The outbreak of protests came as the Hamas militant group that rules Gaza, cash-strapped as its financial crisis worsens, slashed the salaries of its civil servants by nearly half this month.
Political analysts have described the protests at the separation fence as a bid by Hamas to wring concessions from Israel and the militant group’s financial patron Qatar.
Hamas insists it never called for the protests, though it gave the rallies tacit consent.
In response to the turmoil on the frontier, the Israeli military launched airstrikes targeting Hamas militant posts for several days in a row.
After the Erez crossing reopened, protest organisers said they would suspend the daily rallies.
They vowed to resume protests if Israel does not adhere to commitments made in recent negotiations mediated by Qatar, Egypt and the United Nations.
Hamas officials have demanded Israel does more to stop Gaza’s economic spiral, including by increasing the number of workers’ permits it issues.
Late on Wednesday, the Israeli defence body that deals with Palestinian civil affairs, known as Cogat, confirmed the crossing would reopen — and other economic relief measures would resume — in exchange for calm.
Hamas spokesman Hazem Qassem welcomed the move, saying the closure of the crossing was a form of “collective punishment”.
“It is the right of our people in the Gaza Strip to enter and exit freely,” Mr Qassem added.
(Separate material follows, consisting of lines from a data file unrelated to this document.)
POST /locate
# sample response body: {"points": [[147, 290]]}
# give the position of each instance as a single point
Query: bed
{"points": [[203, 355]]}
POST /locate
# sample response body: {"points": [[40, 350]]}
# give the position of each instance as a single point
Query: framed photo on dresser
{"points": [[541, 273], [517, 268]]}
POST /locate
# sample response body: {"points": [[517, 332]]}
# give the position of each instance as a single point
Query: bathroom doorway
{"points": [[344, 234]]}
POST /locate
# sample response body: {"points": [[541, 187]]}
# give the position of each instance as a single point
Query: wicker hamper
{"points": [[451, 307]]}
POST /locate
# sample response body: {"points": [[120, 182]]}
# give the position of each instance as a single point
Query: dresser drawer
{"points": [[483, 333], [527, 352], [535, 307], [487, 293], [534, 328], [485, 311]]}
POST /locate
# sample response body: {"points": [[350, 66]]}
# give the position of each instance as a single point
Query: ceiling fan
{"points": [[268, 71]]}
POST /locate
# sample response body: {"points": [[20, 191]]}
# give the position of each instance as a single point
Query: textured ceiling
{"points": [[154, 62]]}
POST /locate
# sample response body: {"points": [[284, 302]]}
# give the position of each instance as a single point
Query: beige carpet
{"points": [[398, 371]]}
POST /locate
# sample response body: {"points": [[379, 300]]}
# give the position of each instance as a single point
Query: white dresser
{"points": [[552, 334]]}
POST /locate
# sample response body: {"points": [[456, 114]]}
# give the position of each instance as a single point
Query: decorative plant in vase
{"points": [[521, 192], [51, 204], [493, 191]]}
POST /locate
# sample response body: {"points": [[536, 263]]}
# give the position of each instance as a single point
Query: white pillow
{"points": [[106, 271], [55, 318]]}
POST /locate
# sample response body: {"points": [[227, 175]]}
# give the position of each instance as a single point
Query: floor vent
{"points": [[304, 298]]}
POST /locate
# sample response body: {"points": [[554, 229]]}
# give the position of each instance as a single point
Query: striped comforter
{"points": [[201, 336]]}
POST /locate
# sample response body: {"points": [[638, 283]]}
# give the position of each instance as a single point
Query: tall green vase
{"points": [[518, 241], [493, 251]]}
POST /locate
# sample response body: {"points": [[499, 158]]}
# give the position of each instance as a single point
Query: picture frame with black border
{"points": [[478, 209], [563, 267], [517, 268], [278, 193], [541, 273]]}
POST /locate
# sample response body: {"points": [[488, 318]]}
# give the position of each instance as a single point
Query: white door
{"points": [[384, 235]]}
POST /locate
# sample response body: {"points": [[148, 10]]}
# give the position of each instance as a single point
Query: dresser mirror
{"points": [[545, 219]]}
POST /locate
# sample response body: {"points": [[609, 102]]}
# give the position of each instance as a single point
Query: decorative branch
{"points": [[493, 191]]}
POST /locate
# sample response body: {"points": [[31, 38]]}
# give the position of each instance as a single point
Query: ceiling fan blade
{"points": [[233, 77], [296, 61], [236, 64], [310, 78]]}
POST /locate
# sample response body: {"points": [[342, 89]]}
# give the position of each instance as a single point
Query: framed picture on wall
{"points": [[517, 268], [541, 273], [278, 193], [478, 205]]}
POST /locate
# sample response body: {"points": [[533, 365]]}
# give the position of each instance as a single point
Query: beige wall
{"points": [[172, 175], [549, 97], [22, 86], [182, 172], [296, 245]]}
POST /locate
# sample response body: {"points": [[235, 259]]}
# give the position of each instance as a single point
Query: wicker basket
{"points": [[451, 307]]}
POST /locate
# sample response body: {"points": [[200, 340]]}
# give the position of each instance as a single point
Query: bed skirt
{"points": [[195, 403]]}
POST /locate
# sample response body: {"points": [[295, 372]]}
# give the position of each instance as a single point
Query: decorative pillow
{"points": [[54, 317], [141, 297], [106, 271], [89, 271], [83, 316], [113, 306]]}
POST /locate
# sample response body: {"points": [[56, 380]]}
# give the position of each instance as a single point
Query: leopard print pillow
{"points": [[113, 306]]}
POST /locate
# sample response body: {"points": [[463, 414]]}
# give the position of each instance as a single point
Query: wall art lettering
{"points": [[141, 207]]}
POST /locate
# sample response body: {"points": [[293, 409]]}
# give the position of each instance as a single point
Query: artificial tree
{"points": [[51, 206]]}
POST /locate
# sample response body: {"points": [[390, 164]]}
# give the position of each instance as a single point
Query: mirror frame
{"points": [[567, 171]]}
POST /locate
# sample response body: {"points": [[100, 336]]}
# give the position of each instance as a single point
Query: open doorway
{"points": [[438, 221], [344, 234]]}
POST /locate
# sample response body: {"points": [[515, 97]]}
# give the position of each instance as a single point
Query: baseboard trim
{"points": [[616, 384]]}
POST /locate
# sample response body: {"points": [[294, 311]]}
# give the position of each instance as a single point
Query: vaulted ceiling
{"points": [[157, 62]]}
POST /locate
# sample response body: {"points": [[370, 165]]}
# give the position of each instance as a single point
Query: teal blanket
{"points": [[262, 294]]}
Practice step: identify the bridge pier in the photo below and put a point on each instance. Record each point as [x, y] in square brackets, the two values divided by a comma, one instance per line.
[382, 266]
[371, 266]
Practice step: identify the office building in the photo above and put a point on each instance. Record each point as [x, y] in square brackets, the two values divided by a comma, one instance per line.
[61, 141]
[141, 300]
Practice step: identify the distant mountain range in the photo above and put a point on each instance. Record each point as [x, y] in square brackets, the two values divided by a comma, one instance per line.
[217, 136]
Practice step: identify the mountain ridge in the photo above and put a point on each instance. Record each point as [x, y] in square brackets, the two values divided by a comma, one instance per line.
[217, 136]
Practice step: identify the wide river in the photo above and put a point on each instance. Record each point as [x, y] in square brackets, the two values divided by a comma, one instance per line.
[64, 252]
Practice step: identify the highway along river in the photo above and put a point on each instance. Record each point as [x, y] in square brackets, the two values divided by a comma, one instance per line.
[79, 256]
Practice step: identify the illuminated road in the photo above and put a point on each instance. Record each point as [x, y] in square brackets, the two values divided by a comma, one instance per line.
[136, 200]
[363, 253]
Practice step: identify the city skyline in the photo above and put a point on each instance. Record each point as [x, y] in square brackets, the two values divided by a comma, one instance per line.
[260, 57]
The Erez crossing is the sole pedestrian passageway out of the coastal enclave into Israel for the roughly 18,000 Palestinians from Gaza who work in Israel.
The jobs are in great demand, paying up to 10 times as much as similar jobs in Gaza.
Unemployment in the territory, which has been under an Israeli-Egyptian blockade since 2007, hovers at some 50%.
Israel says the blockade is needed to prevent Hamas from arming itself.
But the closure has choked off Gaza’s economy and made life increasingly difficult for the more than two million people who live there.
It is not clear how long the Erez crossing will remain open.
The Jewish holiday of Sukkot begins at sunset on Friday and Israel typically closes crossings during holidays.
Crowds of Jews are expected to visit a contested Jerusalem holy site during the weeklong holiday, raising fears that tensions with Palestinian could soon resurge.
But for now, workers in Gaza who see their Israeli work permits as a lifeline expressed relief that they can return to work.
The days-long crossing closure, said Mohammad al-Kahlout, a labourer waiting to cross into Israel on Thursday, was a “nightmare”.
“It felt like someone was trying to suffocate you,” he said.